Piante amiche delle rose: quali specie consociare?
Una delle piante che non mancano mai nei giardini sono le rose: singole: a cespuglio, rampicanti… ce n’é per tutti i gusti. Tuttavia se volete ottenere una fioritura ancora più spettacolare ecco che è possibile procedere con la tecnica della consociazione. Si tratta di posizionare vicino alle rose altre piante amiche capaci non solo di migliorare l’aspetto estetico del roseto, ma anche di stimolarne la crescita, promuovere la fioritura e aumentarne la resistenza.
Quali sono le piante amiche delle rose?

Ci sono diversi motivi per cui la consociazione delle piante è fondamentale per le rose. Innanzi tutto ci sono piante che fungono da repellenti contro parassiti come afidi e coleotteri che danneggiano le rose. Altre piante, invece, attirano insetti predatori benefici come le coccinelle.
Fra le piante capaci di tenere lontani i parassiti abbiamo tutte quelle del genere Allium (cipolle, aglio, porri ed erba cipollina): il loro odore tiene lontani afidi, coleotteri e zanzare. Ma ci sono anche il geranio, capace di riempire i cespugli di rose nascondendo anche gli steli inferiori, la calendula, la salvia e la lavanda, tutte piante con azione repellente conto insetti e parassiti nocivi. Per contro, achillea, nepeta e prezzemolo attirano insetti benefici, fra cui coccinelle, bombi e api.

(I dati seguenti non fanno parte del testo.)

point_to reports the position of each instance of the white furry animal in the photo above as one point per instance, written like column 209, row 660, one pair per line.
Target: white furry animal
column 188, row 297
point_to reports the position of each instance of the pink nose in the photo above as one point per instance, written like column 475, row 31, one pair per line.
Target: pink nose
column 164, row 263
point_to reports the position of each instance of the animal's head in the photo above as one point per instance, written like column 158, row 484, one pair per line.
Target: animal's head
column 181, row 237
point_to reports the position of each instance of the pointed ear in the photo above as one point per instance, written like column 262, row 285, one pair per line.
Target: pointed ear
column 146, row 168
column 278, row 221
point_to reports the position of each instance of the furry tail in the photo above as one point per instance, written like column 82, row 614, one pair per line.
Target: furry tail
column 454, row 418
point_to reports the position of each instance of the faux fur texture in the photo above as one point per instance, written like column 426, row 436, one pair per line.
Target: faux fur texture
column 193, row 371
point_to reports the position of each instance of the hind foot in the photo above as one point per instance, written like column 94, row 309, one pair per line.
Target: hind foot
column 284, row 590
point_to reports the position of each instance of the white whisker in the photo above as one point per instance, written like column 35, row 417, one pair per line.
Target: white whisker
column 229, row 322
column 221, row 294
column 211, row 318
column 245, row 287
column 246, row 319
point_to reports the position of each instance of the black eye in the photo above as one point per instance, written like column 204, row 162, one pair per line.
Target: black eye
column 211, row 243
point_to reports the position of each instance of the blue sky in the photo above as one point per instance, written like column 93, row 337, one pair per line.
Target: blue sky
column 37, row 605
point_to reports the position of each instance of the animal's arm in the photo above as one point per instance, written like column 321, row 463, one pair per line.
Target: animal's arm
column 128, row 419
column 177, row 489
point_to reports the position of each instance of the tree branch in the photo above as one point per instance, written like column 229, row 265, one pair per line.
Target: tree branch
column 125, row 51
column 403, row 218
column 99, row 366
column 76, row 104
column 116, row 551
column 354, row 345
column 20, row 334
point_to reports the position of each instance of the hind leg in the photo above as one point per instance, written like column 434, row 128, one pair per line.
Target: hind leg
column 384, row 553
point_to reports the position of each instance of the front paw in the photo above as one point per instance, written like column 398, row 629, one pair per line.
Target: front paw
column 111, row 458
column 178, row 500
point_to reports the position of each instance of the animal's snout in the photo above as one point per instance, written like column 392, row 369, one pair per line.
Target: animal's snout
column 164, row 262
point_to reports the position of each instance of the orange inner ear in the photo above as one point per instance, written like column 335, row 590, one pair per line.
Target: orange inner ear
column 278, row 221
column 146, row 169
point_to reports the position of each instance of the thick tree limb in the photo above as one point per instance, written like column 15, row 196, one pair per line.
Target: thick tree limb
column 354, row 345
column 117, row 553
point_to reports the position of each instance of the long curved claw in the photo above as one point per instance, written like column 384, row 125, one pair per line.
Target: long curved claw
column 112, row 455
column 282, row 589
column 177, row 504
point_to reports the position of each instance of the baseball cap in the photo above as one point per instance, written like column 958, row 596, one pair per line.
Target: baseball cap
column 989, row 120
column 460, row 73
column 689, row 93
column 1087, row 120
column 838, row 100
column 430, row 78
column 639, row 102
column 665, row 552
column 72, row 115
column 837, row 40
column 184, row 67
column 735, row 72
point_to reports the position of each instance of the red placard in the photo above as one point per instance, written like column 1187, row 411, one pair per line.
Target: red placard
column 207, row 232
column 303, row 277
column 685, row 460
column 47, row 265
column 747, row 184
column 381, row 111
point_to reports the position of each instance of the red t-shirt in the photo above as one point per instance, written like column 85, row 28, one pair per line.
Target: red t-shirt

Poi prolungano il periodo di fioritura, andando magari a riempire i vuoti fra gli intervalli di fioritura delle rose. Per esempio, i giacinti e il crocus fioriscono prima delle rose, mentre perenni tardive come la salvia russa o l’issopo fioriscono dopo, fino all’autunno inoltrato.
Fra le piante che fioriscono prima delle rose, oltre a quelle già citate, trovate anche il bucaneve, la scilla, gli anemoni e i narcisi. Mentre fra le piante annuali e perenni a fioritura tardiva annoveriamo anche la Calibrachoa, la verbena e le clematidi. In particolare queste ultime di solito si abbinano alle rose rampicanti.
Da non sottovalutare, poi, anche l’impatto estetico: alcuni fiori risaltano le rose o diventano loro complementari, aggiungendo quel tocco che mancava sullo sfondo.
Piante perfette che esaltano l’estetica delle rose sono il delfinium (le sue spighe blu e viola alte donano verticalità al cespuglio di rose, contrastando con la rotondità dei boccioli di rosa), la digitale (dona un effetto stratificato alle rose), l’alchemilla (ha portamento basso e si abbina bene alla tonalità delle rose fungendo da base naturale) e il phlox (i suoi grappoli verticali donano verticalità ai roseti rustici, attirando anche gli insetti impollinatori. Inoltre i suoi fiori contrastano bene con quelli delle rose).

Infine alcune piante migliorano anche il suolo e lo arricchiscono di nutrienti. Ci sono piante come la consolida maggiore che hanno radici profonde che assorbono i nutrienti dal sottosuolo, arricchendo poi lo strato superficiale dove risiedono le radici delle rose. I legumi, invece, arricchiscono di azoto il terreno, mentre piante a bassa crescita come il timo strisciante o l’alchemilla fungono da pacciame vivente.
Fra le piante azotofissatrici, oltre al lupino, trovate anche la baptisia o falso indaco blu. Invece, fra le piante che inibiscono la crescita delle erbacce ecco che vicino alle rose non possono mancare l’euforbia e il timo strisciante. Anche la borragine apporta nutrienti importanti al terreno, attirando pure gli insetti impollinatori.